Key Takeaways
- Western Digital shares dropped more than 7% on Monday, retreating to approximately $539
- SK Hynix experienced its largest single-session decline ever, plummeting over 15% in Seoul trading
- KIS brokerage released a Q2 profit estimate for SK Hynix that fell roughly 8% short of Street expectations, pointing to sluggish HBM4 deployment
- Fellow memory and storage names including Micron, SanDisk, and Seagate suffered similar losses; major indexes finished positive
- Citi reiterated its Buy stance on WDC and lifted its price objective to $800, though shares continued falling
Western Digital shares tumbled over 7% during Monday’s session, caught in a broad selloff that hammered memory and storage stocks. The company’s shares changed hands near $539, significantly below the 52-week peak of $799.87.
Western Digital Corporation, WDC
The decline had nothing to do with Western Digital’s own operations. The trigger was overseas.
SK Hynix suffered a brutal plunge of more than 15% during Monday trading in South Korea — marking the worst single-session performance in the firm’s entire trading history. Profit-taking followed a robust run-up ahead of its Nasdaq debut. The collapse dragged South Korea’s Kospi benchmark down 9%, prompting a 20-minute circuit-breaker pause.
The contagion spread rapidly across the sector. SanDisk tumbled more than 6% in early trading. Micron shed over 5%. Seagate declined more than 4%. The entire memory segment got swept up in the downdraft.
Disappointing KIS Forecast Intensifies Pressure
South Korean brokerage firm KIS amplified the selloff by publishing a second-quarter profit projection for SK Hynix that landed approximately 8% beneath Wall Street estimates.
KIS highlighted two key issues: HBM4 memory chip deliveries weren’t ramping as quickly as anticipated, and SK Hynix’s concentrated exposure to HBM agreements was preventing the company from capitalizing on strengthening traditional DRAM pricing.
That forecast was sufficient to unsettle confidence across the sector. Market participants began questioning whether the artificial intelligence-driven memory boom still had legs — or was beginning to lose steam.

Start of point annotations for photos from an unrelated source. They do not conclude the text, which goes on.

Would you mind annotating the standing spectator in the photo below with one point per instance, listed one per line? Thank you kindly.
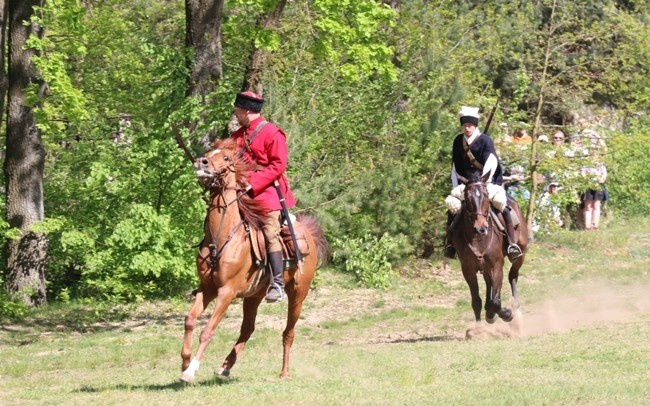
(592, 198)
(549, 214)
(521, 137)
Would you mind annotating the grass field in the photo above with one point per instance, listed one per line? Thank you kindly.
(583, 339)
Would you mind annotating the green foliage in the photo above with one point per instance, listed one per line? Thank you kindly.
(370, 258)
(11, 308)
(628, 172)
(367, 96)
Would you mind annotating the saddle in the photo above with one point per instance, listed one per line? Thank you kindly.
(258, 243)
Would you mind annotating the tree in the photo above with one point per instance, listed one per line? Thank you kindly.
(24, 161)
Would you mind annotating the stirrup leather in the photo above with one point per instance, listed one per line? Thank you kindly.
(514, 251)
(278, 288)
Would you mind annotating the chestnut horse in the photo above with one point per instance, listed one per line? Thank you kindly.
(481, 247)
(228, 265)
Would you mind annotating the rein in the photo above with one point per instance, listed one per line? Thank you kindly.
(479, 254)
(217, 191)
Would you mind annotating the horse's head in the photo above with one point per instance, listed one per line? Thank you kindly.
(477, 201)
(215, 166)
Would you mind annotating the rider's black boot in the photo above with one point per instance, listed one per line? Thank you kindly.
(513, 251)
(275, 292)
(449, 250)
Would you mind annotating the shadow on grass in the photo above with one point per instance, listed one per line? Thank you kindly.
(419, 339)
(173, 386)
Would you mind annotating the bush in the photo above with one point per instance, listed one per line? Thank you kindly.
(371, 258)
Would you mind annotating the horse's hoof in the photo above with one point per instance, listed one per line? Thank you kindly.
(506, 315)
(185, 378)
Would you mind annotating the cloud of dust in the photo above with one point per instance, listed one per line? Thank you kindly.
(578, 306)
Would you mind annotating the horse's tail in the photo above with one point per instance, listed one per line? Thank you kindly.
(322, 247)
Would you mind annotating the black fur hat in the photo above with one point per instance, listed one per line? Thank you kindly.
(249, 101)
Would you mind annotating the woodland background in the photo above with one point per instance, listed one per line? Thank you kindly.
(101, 204)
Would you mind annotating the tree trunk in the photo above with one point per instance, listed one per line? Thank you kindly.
(203, 38)
(253, 75)
(4, 81)
(203, 20)
(24, 164)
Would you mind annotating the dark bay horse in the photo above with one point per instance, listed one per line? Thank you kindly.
(481, 247)
(228, 262)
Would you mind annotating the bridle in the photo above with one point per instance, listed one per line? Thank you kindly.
(215, 188)
(479, 254)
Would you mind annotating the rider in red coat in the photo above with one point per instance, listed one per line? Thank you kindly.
(266, 145)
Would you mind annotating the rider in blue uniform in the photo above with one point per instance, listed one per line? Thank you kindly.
(474, 150)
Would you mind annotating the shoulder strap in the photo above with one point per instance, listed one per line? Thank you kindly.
(476, 164)
(249, 141)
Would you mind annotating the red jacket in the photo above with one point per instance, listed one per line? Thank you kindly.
(269, 150)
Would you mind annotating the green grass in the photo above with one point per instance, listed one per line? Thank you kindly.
(586, 322)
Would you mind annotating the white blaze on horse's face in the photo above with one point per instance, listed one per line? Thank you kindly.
(204, 168)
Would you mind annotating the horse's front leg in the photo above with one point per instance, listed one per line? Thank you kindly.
(247, 328)
(224, 298)
(494, 301)
(513, 277)
(493, 283)
(472, 283)
(201, 301)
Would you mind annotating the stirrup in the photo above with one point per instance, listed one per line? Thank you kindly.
(449, 252)
(514, 251)
(272, 296)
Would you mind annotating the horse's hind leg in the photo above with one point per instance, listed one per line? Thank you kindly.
(296, 293)
(250, 307)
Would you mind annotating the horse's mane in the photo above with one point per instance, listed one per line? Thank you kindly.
(251, 210)
(475, 176)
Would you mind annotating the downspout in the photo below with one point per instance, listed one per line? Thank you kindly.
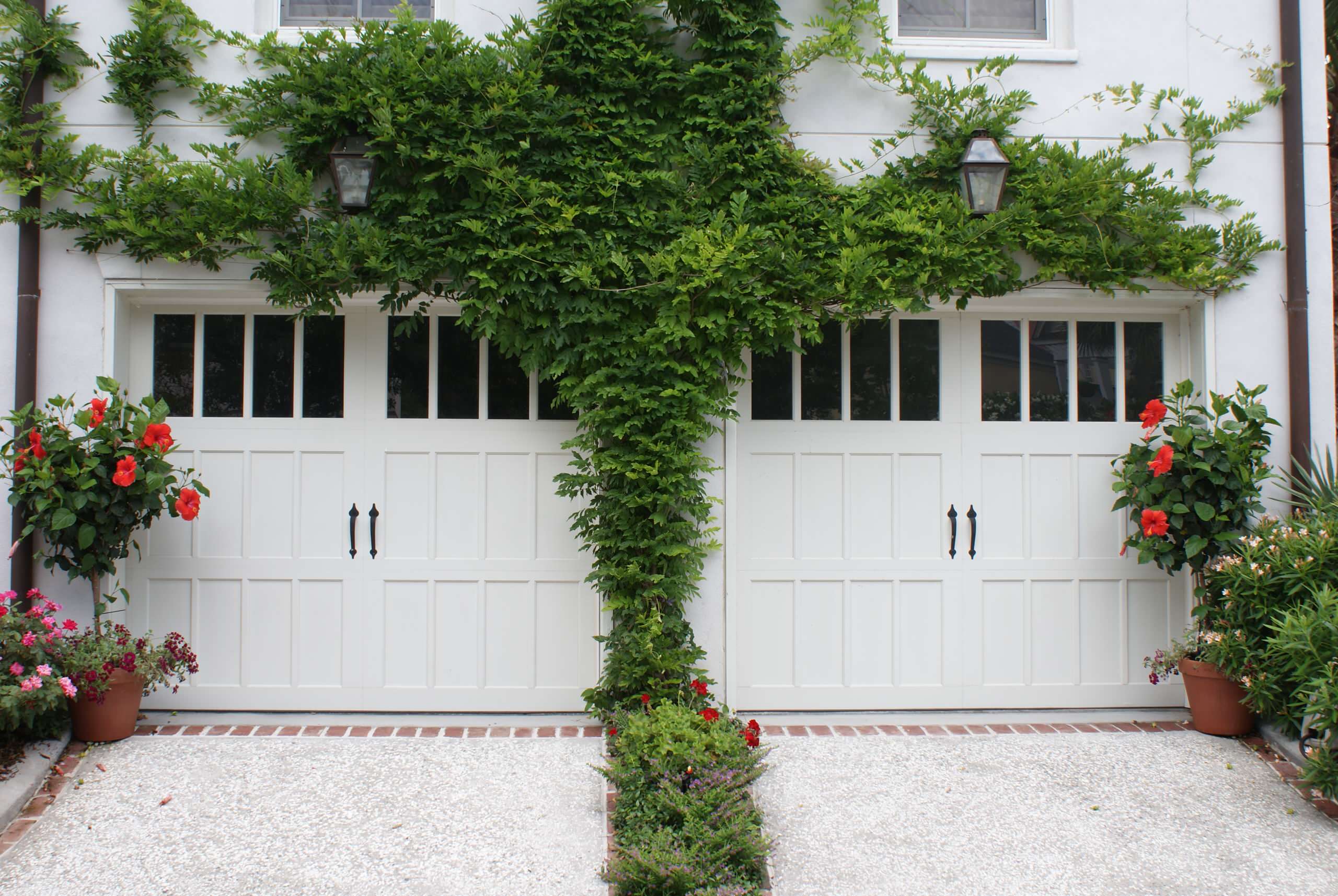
(1294, 204)
(26, 325)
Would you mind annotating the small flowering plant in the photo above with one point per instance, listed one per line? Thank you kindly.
(1194, 483)
(89, 478)
(91, 657)
(34, 686)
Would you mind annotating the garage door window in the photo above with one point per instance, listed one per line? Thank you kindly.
(244, 365)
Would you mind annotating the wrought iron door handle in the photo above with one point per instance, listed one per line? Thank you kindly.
(352, 531)
(372, 514)
(971, 515)
(952, 542)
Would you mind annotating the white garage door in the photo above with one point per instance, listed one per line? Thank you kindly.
(383, 533)
(847, 588)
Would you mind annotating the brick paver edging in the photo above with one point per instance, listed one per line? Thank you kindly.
(62, 773)
(959, 731)
(1291, 775)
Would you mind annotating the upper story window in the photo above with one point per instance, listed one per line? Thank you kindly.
(332, 13)
(989, 19)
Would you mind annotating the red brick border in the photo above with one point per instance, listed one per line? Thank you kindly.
(62, 773)
(959, 731)
(1291, 775)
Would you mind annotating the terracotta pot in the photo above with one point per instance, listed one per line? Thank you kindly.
(114, 717)
(1215, 701)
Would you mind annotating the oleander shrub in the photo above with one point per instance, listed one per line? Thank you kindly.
(684, 822)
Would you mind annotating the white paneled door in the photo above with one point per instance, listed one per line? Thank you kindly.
(925, 518)
(374, 541)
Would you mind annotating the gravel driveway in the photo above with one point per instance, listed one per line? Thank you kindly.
(1170, 813)
(321, 816)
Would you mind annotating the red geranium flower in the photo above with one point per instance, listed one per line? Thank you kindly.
(1162, 463)
(157, 435)
(1152, 413)
(188, 504)
(1155, 523)
(125, 474)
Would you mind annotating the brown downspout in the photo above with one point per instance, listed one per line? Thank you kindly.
(1294, 204)
(26, 323)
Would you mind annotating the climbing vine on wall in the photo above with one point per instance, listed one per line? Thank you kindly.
(609, 194)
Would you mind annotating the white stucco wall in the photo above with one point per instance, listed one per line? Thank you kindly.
(834, 114)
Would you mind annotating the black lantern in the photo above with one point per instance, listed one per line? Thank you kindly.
(984, 173)
(352, 170)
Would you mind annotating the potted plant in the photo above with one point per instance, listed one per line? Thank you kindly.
(1191, 487)
(89, 479)
(34, 688)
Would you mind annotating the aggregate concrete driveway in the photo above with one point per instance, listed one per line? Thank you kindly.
(321, 816)
(1170, 813)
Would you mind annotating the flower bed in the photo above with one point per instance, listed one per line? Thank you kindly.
(684, 822)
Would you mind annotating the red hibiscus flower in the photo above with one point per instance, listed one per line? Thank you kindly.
(1162, 463)
(1155, 523)
(125, 474)
(1152, 413)
(188, 504)
(157, 435)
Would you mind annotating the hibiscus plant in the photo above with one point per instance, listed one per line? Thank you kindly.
(89, 478)
(1194, 482)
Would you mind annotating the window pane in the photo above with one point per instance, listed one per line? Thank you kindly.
(509, 387)
(932, 14)
(1004, 15)
(820, 376)
(1096, 372)
(272, 382)
(406, 368)
(224, 339)
(1141, 367)
(175, 363)
(918, 368)
(323, 367)
(457, 372)
(871, 371)
(772, 388)
(552, 407)
(1049, 371)
(1001, 370)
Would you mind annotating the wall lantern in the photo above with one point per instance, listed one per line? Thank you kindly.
(352, 170)
(984, 171)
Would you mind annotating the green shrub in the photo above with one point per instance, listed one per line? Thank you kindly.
(684, 823)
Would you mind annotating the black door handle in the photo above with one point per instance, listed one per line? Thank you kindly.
(952, 543)
(971, 515)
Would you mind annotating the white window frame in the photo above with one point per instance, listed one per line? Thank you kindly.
(1056, 47)
(269, 16)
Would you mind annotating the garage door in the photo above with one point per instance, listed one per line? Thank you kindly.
(924, 518)
(383, 531)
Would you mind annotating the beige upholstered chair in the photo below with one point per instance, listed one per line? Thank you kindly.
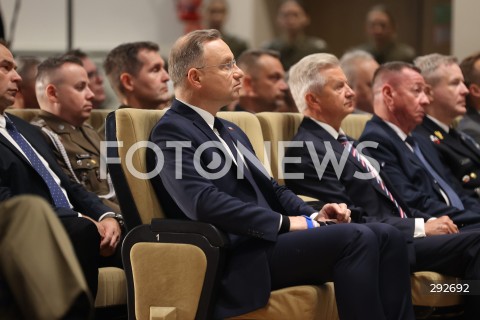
(112, 285)
(164, 294)
(283, 126)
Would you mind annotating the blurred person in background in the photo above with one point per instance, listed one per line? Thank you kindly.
(382, 37)
(94, 77)
(216, 15)
(26, 97)
(359, 67)
(293, 43)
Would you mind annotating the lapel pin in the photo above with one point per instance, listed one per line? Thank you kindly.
(435, 139)
(439, 134)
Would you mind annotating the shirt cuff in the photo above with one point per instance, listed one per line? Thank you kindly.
(419, 231)
(109, 214)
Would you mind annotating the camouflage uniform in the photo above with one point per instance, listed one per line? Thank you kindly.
(291, 53)
(82, 148)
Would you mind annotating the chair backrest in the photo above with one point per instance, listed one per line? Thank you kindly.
(278, 127)
(137, 198)
(129, 126)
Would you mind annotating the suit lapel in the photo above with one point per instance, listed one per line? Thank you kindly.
(200, 123)
(339, 149)
(461, 146)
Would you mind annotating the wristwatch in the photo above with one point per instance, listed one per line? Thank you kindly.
(116, 216)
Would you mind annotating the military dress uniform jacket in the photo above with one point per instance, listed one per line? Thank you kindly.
(81, 147)
(458, 152)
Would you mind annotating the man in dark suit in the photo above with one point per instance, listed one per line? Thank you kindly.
(399, 102)
(365, 189)
(272, 245)
(34, 170)
(470, 122)
(457, 151)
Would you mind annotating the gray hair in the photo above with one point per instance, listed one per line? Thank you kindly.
(305, 76)
(187, 52)
(124, 58)
(350, 60)
(430, 63)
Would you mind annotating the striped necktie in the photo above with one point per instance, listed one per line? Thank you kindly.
(368, 168)
(451, 194)
(56, 192)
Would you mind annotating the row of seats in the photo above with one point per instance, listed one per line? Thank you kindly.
(112, 287)
(159, 253)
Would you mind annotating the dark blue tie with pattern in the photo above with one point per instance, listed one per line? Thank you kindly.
(56, 192)
(451, 194)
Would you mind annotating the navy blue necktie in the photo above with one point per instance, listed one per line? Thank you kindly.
(451, 194)
(223, 132)
(377, 179)
(56, 192)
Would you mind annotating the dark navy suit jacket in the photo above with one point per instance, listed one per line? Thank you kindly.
(367, 201)
(412, 181)
(18, 177)
(458, 153)
(233, 205)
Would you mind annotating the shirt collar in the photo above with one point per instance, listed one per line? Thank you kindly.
(402, 135)
(3, 123)
(207, 116)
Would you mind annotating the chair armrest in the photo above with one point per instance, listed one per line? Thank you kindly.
(206, 237)
(163, 313)
(216, 237)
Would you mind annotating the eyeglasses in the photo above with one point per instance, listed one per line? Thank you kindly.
(224, 66)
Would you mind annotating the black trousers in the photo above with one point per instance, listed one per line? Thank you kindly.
(86, 242)
(454, 255)
(367, 262)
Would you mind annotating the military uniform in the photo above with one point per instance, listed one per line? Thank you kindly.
(81, 146)
(292, 52)
(396, 51)
(457, 151)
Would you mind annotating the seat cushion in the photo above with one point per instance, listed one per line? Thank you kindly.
(300, 302)
(112, 287)
(175, 282)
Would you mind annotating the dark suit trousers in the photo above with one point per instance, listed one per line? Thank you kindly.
(86, 242)
(367, 262)
(455, 255)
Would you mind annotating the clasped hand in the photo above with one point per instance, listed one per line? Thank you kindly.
(334, 212)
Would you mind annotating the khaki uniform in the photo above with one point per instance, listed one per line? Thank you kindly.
(82, 148)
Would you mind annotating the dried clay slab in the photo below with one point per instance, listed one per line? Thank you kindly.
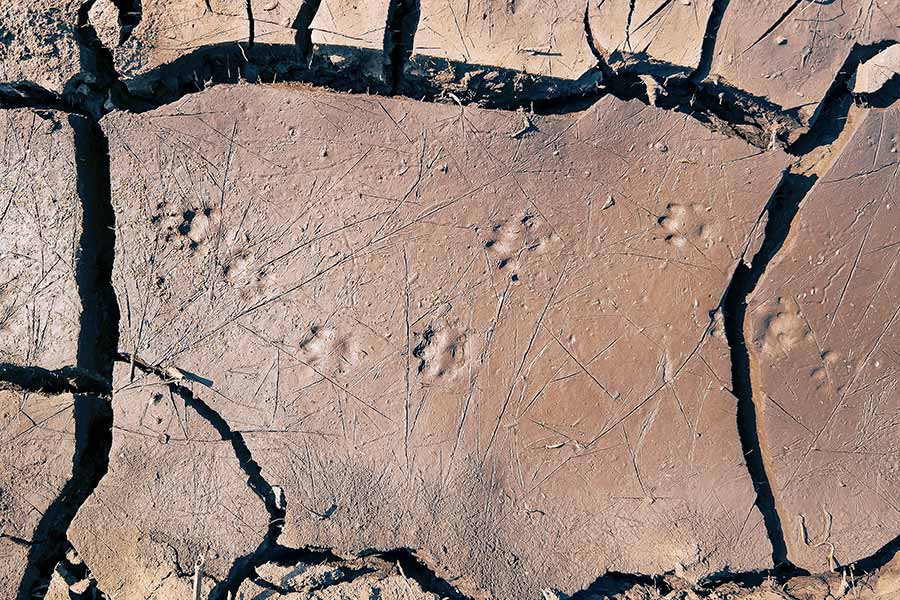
(40, 229)
(491, 338)
(824, 330)
(36, 447)
(651, 31)
(790, 51)
(540, 38)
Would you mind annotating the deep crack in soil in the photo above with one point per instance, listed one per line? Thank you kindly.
(97, 347)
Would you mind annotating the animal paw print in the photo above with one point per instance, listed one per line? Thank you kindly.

Nvidia, AMD, and Intel all declined in premarket trading as well, though SanDisk and Micron absorbed the most severe damage among domestically-listed stocks.
Citi Maintains Bullish Stance
Not all analysts are growing cautious. Citi’s Asiya Merchant reaffirmed her Buy recommendation on Western Digital Monday while boosting her price objective from $685 to $800.
The revision came as part of Citi’s quarterly earnings outlook for the electronic components and equipment space. Merchant has previously highlighted constrained supply and robust AI infrastructure spending as tailwinds supporting Western Digital’s ability to command premium pricing.
While the positive call couldn’t prevent Monday’s decline, it suggests that some Wall Street observers view the pullback as temporary volatility rather than a fundamental shift.
The consensus view on Wall Street for WDC remains decidedly optimistic. With 15 Buy recommendations and four Hold ratings issued over the last three months, the stock holds a Strong Buy consensus rating.
The mean price objective stands at $648.44, suggesting approximately 11% appreciation potential from present levels.
Broader equity markets offered no support during the memory sector rout. The S&P 500 advanced 0.4%, the Dow Jones Industrial Average gained 0.3%, and the Nasdaq Composite climbed 0.3% — underscoring that this was an industry-specific event rather than a market-wide phenomenon.
Western Digital’s 52-week high of $799.87 remains visible in the rearview mirror. With shares now hovering around $539, a substantial gap exists between current trading levels and where sell-side analysts project fair value.
Citi’s $800 price target, reaffirmed even amid Monday’s weakness, keeps that upside potential firmly in focus.